The disease was originally called pseudogout to emphasize the acute, episodic, goutlike attacks of synovitis. However, unlike gout, acute CPPD crystal deposition disease usually occurs in large joints, especially the knee, and may involve the shoulder, hip, wrist, and elbow. This disease may cause a chronic, asymmetric, inflammatory polyarthritis, which may mimic rheumatoid arthritis.

Laboratory Findings and Diagnosis

Hematologic findings are nonspecific. Serum calcium levels are normal unless hyperparathyroidism is present. Hyperuricemia may be present and may play a role in pathogenesis. Chondrocalcinosis of the fibrocartilaginous menisci of the knees, the radial and ulnar joints, the symphysis pubis, and the articular disk of the sternoclavicular joint frequently appears on x-ray and supports the diagnosis. In the acute form of this disease, the synovial fluid has a WBC count of 2,000 to 50,000/µL, which is typical of an inflammatory process. Using polarized light microscopy, intracellular and extracellular CPPD crystals can be identified in 90% of effusions. These crystals are generally rhomboid and, unlike urate crystals, are positively birefringent under polarized light.
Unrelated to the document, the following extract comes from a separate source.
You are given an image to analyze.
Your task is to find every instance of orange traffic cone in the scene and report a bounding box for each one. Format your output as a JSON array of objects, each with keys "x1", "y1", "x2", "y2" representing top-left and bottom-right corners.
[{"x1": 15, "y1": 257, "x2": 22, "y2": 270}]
The diagnosis is based on a clinical history of recurrent, episodic acute attacks and the demonstration of CPPD crystals in synovial fluid. A search for crystals using polarized light microscopy may be necessary, particularly when the patient has polyarticular chronic disease.

Treatment

NSAIDs or a short course of systemic corticosteroids are effective for an acute attack. Intra-articular corticosteroids may be useful when a large joint is involved; colchicine is also effective.